Semantic Search On GitHub (prototype)

sanikolaev

Sergey Nikolaev

Posted on August 26, 2024

Semantic Search On GitHub (prototype)

Introduction

GitHub's search function can sometimes struggle, especially when you try to search by asking a direct question. This approach often leads to unrelated results, which can be frustrating. This issue is more noticeable when searching through issues or pull requests, where the details really matter.

Let's look at an example:

GitHub Search vs Manticore Semantic Search on GitHub

GitHub's search has some limits, but the world of search technology is improving fast. Semantic search, which understands the context and meaning behind words, not just the words themselves, is becoming more popular. While GitHub hasn't added this feature yet, it could really help make searches better and more relevant.

With this in mind, we've built a project that uses semantic search to help developers find things easier in their repositories. We use Manticore Search, which supports Vector Search, to offer a customizable semantic search option that fits different needs. This shows just how useful and powerful this new technology can be.

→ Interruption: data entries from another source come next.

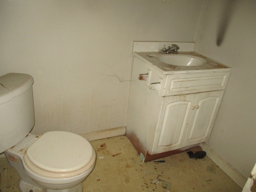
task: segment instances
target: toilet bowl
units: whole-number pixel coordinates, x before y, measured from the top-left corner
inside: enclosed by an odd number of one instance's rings
[[[29,133],[35,123],[33,83],[27,74],[0,76],[0,153],[19,174],[22,192],[81,192],[94,166],[95,151],[74,133]]]
[[[4,153],[21,177],[22,192],[82,192],[96,158],[86,139],[63,131],[29,134]]]

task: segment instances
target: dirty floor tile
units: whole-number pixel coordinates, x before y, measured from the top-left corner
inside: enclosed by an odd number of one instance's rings
[[[208,157],[190,159],[186,152],[142,162],[125,136],[90,142],[97,153],[93,170],[82,183],[84,192],[241,192]],[[214,169],[212,173],[208,167]],[[19,192],[20,177],[0,158],[0,192]]]

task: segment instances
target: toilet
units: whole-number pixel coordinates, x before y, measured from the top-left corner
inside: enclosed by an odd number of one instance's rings
[[[82,182],[94,167],[95,151],[73,133],[29,133],[34,124],[33,82],[26,74],[0,77],[0,153],[19,174],[22,192],[82,192]]]

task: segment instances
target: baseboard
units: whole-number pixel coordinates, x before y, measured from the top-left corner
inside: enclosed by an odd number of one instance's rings
[[[247,179],[232,167],[215,151],[205,142],[200,144],[203,150],[206,152],[208,157],[218,165],[232,180],[242,189]]]
[[[98,139],[108,138],[109,137],[124,135],[125,134],[126,130],[126,127],[121,127],[88,133],[80,133],[79,135],[88,141],[93,141]]]

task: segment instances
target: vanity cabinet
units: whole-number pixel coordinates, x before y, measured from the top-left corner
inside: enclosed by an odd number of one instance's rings
[[[171,72],[134,57],[126,134],[146,161],[208,139],[231,68]]]
[[[151,153],[207,140],[224,91],[164,97]]]

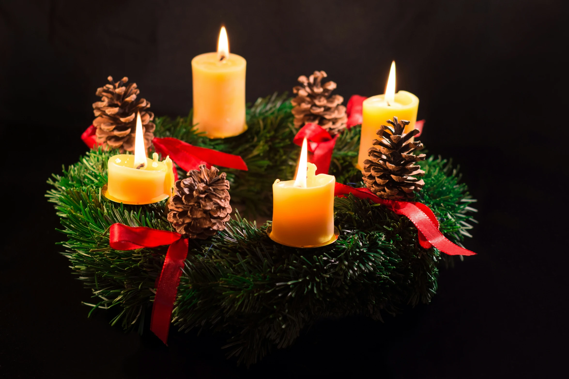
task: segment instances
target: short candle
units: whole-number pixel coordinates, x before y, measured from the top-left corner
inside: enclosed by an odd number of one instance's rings
[[[409,124],[405,127],[405,133],[415,128],[419,98],[406,91],[399,91],[395,93],[395,83],[394,61],[391,63],[385,94],[372,96],[364,101],[361,136],[357,166],[359,170],[364,169],[364,161],[369,157],[368,150],[373,145],[373,140],[377,139],[376,132],[381,125],[386,124],[387,120],[393,119],[394,116],[399,120],[409,121]]]
[[[321,245],[334,236],[333,175],[316,175],[316,166],[307,163],[304,139],[295,180],[273,185],[273,224],[270,237],[296,247]]]
[[[108,182],[105,195],[110,200],[127,204],[150,204],[171,194],[174,172],[170,157],[158,161],[146,157],[140,114],[137,119],[134,155],[118,154],[109,159]]]
[[[193,123],[210,138],[241,134],[245,123],[245,68],[247,61],[229,53],[225,28],[222,27],[217,52],[192,60]]]

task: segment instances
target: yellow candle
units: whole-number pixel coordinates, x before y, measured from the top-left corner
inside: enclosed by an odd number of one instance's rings
[[[150,204],[161,201],[172,193],[174,185],[172,160],[146,157],[140,114],[137,118],[134,155],[119,154],[109,159],[108,182],[105,195],[125,204]]]
[[[408,120],[410,122],[405,127],[406,133],[415,128],[419,98],[406,91],[395,93],[394,61],[391,63],[385,94],[372,96],[364,101],[360,153],[357,159],[357,168],[360,170],[364,168],[364,161],[369,157],[368,150],[373,145],[373,140],[377,139],[376,132],[381,125],[387,125],[387,120],[393,119],[394,116],[399,120]]]
[[[305,138],[296,180],[281,182],[277,179],[273,185],[270,237],[288,246],[319,246],[335,238],[336,178],[316,175],[316,165],[307,163],[306,148]]]
[[[193,123],[210,138],[241,134],[245,123],[245,68],[247,61],[229,53],[225,28],[222,27],[217,52],[192,60]]]

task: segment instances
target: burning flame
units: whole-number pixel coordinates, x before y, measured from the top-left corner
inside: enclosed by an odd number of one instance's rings
[[[222,26],[217,40],[217,59],[222,61],[229,56],[229,41],[227,39],[227,31],[225,31],[225,27]]]
[[[137,133],[134,136],[134,168],[146,166],[146,149],[144,147],[144,132],[140,112],[137,113]]]
[[[302,141],[302,149],[300,150],[300,157],[298,160],[298,171],[296,172],[296,177],[294,178],[295,187],[306,188],[306,163],[308,161],[308,143],[306,137],[304,137]]]
[[[389,70],[389,78],[385,88],[385,101],[387,105],[395,102],[395,61],[391,62],[391,68]]]

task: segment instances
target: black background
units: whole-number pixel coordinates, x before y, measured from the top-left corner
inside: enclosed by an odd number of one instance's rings
[[[561,1],[0,2],[0,376],[538,377],[567,353],[568,102]],[[187,114],[190,61],[228,29],[247,99],[324,69],[347,99],[420,99],[421,140],[479,199],[479,253],[442,268],[432,303],[385,322],[324,320],[248,370],[225,336],[124,334],[57,253],[45,181],[86,148],[97,87],[128,76],[157,115]],[[175,329],[175,328],[174,328]]]

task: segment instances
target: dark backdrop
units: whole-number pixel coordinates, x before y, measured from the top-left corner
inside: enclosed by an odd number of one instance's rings
[[[0,2],[3,231],[0,376],[546,377],[566,357],[568,20],[561,1]],[[324,69],[347,99],[397,88],[420,99],[421,139],[460,163],[479,199],[479,253],[442,268],[432,302],[385,322],[324,320],[248,370],[224,336],[125,335],[88,319],[43,198],[86,151],[96,89],[139,85],[157,115],[187,114],[190,61],[221,24],[248,60],[247,99]],[[174,328],[175,329],[175,328]]]

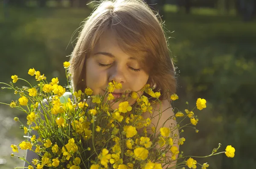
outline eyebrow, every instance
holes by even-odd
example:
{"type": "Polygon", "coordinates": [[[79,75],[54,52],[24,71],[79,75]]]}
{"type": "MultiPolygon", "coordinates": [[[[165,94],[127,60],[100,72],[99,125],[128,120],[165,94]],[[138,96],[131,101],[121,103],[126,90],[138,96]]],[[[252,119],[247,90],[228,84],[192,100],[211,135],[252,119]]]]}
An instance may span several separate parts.
{"type": "MultiPolygon", "coordinates": [[[[95,53],[94,54],[94,55],[102,54],[102,55],[107,56],[109,57],[112,57],[112,58],[115,57],[115,56],[114,56],[113,54],[111,54],[111,53],[106,52],[96,52],[96,53],[95,53]]],[[[128,59],[131,60],[136,60],[134,57],[130,57],[128,58],[128,59]]]]}

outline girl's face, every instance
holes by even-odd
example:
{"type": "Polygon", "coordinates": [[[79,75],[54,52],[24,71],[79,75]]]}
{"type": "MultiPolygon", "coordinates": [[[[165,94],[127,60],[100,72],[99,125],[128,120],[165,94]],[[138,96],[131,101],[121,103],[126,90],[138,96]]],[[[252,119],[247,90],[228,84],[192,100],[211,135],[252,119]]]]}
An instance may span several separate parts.
{"type": "MultiPolygon", "coordinates": [[[[114,34],[108,33],[101,38],[87,59],[86,86],[93,90],[93,95],[102,95],[105,93],[109,82],[115,80],[120,83],[122,89],[115,89],[112,93],[116,99],[125,91],[141,89],[147,83],[148,75],[141,69],[141,65],[134,57],[135,56],[124,52],[119,47],[114,34]]],[[[111,100],[111,103],[114,100],[111,100]]],[[[128,100],[130,105],[135,101],[131,98],[128,100]]],[[[111,108],[118,108],[122,101],[119,100],[113,104],[111,108]]]]}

FYI, Manticore Search is a powerful open-source search engine that has stood the test of time, with roots stretching back to 2001. Originally known as Sphinx, it served as a full-text search solution for MySQL and PostgreSQL databases. The project took on a life of its own when, in 2017, it was forked and reborn as Manticore Search, continuing to evolve as an independent, fully open-source search engine.

What is Semantic Search?

Semantic search is a search technique that goes beyond just matching keywords. It tries to understand the meaning and context of words to improve search accuracy, considering both the user's intent and the contextual meaning of terms.

Benefits

  • Context Understanding: It interprets the context of queries to deliver precise results.
  • Improved Accuracy: It reduces irrelevant results by understanding user intent.
  • Enhanced User Experience: It saves time and effort by quickly providing relevant information.

The Problem with Traditional Search on GitHub

When you search using simple keywords on GitHub, you often don't get what you're really looking for. Say you type in "bug fix" to find some help. The search might show you pages that mention "bug fix" exactly, but it could miss related topics like "error resolution" or "problem solving."

This type of searching can lead to lots of results that aren't helpful. Since these searches don't get the subtleties of how we talk, you can end up feeling pretty frustrated. Developers end up wasting too much time looking through these unrelated results, which can slow down their projects and cut down on how much they get done.

Keyword searches still have their place, though. For quick, specific searches where you know exactly what you need, like finding a particular error code, they can be super quick and straight to the point.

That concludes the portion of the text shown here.